2. the method according to claim 1, wherein described obtain the corresponding resolution policy of the fault type, And the resolution policy for executing the fault type includes:

According to the processing strategie, the fault recovery tool is run.

3. the method according to claim 1, wherein described obtain the corresponding resolution policy of the fault type, And after executing the resolution policy of the fault type, the method also includes:

Whether the failure for detecting the disk releases；

If the trouble shooting of the disk notifies the failure of the disk to release；Otherwise, the failure is alerted Processing.

4. method according to any one of claims 1 to 3, which is characterized in that the method also includes:

If the fault type in the recoverable error listing, the fault type of the disk is not alerted Processing.

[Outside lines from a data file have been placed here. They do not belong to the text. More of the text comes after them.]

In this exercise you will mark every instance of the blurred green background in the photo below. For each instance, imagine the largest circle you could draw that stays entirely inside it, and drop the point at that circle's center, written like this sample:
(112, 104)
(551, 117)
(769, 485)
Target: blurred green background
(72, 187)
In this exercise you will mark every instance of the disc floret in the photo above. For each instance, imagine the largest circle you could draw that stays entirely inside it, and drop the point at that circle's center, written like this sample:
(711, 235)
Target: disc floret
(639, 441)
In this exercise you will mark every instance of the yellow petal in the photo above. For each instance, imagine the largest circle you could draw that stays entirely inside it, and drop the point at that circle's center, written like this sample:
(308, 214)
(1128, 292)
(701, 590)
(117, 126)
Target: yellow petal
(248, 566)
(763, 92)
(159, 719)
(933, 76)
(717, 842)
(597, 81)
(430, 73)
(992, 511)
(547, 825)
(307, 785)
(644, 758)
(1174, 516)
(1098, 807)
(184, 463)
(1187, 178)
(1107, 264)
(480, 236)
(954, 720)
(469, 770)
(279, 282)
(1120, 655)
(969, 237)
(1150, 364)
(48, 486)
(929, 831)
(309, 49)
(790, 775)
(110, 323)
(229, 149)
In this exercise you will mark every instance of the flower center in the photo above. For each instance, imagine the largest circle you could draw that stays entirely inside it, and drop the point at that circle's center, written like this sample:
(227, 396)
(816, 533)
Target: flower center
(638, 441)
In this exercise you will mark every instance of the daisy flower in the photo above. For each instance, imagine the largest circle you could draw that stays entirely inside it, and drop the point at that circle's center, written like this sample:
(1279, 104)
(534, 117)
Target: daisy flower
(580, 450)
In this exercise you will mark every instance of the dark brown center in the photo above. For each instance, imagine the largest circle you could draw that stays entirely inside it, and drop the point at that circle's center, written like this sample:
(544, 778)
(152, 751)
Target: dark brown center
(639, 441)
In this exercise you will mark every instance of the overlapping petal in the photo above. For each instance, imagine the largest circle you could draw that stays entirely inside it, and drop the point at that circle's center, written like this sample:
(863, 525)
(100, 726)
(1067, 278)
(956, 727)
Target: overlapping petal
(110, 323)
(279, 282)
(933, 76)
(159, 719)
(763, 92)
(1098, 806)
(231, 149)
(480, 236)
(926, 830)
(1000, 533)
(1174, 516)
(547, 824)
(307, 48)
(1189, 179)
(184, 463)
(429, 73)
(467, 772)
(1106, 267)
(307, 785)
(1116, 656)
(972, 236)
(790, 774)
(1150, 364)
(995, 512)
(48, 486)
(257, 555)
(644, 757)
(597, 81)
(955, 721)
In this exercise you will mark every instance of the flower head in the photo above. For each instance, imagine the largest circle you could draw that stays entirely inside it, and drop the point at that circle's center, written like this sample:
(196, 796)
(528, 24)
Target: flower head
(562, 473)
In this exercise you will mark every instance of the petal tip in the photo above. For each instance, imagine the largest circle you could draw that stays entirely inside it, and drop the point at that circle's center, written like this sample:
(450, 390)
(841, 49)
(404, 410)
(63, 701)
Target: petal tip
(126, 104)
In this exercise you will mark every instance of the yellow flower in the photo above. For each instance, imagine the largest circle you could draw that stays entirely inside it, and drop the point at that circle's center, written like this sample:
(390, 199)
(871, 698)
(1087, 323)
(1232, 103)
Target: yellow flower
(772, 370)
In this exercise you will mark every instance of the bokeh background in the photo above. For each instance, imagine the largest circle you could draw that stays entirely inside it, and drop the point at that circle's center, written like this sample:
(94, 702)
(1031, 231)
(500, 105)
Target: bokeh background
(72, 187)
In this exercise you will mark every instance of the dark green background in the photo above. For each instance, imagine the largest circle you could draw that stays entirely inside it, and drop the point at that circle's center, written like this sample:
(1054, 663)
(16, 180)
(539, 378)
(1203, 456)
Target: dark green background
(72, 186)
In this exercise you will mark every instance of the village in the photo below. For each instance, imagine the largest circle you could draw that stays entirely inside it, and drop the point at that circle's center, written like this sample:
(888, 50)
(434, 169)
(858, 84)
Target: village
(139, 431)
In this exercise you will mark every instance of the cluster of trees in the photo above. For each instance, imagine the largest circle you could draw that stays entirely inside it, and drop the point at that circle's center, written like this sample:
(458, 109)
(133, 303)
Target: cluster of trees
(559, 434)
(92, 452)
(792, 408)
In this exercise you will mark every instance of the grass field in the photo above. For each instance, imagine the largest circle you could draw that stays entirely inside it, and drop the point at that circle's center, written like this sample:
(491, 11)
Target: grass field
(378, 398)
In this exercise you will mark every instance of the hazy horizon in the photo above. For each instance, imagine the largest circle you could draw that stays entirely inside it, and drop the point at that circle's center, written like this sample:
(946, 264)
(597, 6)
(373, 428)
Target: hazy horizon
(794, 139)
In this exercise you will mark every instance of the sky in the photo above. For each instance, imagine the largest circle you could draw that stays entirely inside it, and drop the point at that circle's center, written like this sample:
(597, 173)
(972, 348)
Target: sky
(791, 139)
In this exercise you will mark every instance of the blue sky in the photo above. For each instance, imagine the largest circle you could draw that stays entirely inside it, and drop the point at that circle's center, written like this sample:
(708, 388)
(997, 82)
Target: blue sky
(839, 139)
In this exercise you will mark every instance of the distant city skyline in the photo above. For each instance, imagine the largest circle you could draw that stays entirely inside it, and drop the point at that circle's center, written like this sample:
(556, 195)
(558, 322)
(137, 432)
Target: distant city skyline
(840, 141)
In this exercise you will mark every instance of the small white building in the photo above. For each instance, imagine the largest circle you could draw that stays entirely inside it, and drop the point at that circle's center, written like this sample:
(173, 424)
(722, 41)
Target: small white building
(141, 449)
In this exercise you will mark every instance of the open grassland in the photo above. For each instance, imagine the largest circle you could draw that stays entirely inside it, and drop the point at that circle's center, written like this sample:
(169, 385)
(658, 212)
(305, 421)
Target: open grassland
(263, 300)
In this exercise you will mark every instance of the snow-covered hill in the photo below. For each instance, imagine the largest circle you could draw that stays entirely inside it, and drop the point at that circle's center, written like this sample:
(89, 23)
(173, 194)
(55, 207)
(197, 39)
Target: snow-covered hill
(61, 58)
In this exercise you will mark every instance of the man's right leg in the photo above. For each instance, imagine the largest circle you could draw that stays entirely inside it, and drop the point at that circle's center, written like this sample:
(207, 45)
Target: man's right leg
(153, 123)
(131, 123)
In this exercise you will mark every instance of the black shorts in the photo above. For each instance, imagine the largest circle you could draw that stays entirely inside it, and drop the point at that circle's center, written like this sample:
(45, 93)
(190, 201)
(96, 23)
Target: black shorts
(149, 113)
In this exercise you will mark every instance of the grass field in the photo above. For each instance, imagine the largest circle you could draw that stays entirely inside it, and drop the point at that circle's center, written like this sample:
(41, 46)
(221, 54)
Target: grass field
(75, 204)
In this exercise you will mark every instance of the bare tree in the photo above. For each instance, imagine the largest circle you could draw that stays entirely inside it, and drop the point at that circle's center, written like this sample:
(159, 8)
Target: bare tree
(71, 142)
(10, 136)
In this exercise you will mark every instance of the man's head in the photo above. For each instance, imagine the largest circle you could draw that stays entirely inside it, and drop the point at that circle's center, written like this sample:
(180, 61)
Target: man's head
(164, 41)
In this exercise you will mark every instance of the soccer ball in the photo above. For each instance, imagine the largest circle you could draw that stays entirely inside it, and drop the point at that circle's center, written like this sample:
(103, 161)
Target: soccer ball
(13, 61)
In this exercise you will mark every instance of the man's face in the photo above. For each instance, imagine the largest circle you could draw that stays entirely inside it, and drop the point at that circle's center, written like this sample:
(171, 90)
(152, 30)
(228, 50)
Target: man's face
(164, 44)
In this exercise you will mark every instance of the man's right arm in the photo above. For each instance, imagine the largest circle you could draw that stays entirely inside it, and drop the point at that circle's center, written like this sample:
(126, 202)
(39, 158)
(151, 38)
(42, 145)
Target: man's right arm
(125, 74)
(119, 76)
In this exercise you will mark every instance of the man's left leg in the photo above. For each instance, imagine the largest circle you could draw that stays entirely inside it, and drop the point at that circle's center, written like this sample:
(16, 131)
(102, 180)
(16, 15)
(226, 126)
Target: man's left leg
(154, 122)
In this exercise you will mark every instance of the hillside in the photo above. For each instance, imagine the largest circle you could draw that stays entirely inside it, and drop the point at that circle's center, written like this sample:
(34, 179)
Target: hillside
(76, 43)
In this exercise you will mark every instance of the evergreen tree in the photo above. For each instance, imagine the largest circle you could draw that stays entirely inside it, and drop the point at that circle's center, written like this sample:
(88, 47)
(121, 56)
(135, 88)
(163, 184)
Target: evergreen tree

5. according to the method described in claim 4, it is characterized in that, the fault type by the disk carries out alarming processing Later, the method also includes:

Processing strategie in the resolution policy of the fault type is increased in fault recovery knowledge base, and configures the solution decision Fault recovery tool in slightly.

6. a kind of processing unit of server failure characterized by comprising

Processing module, if obtaining the fault type in the recoverable error listing for the fault type Corresponding resolution policy, and execute the resolution policy of the fault type.

7. device according to claim 6, which is characterized in that the processing module includes:

Searching unit, for searching the corresponding processing strategie of the fault type from pre-set fault recovery knowledge base；

Acquiring unit, for obtaining the fault recovery tool according to the fault recovery tool recorded in the processing strategie Access right；

8. device according to claim 6, which is characterized in that described device further include:

Detection module, for after the resolution policy for executing the fault type, whether the failure for detecting the disk to be released；

Reporting module notifies the failure of the disk to release if the trouble shooting for the disk；Otherwise, to institute It states failure and carries out alarming processing.

9. according to any device of claim 6 to 8, which is characterized in that described device further include:

Alarm module, if for the fault type not in the recoverable error listing, by the event of the disk Hinder type and carries out alarming processing.

10. device according to claim 9, which is characterized in that described device further include:

Logging modle, for detecting to the magnetic after the fault type by the disk carries out alarming processing When the failure of disk is handled, the resolution policy to the failure is recorded；

Management module, for processing strategie in the resolution policy of the fault type to be increased in fault recovery knowledge base, and Configure the fault recovery tool in the resolution policy.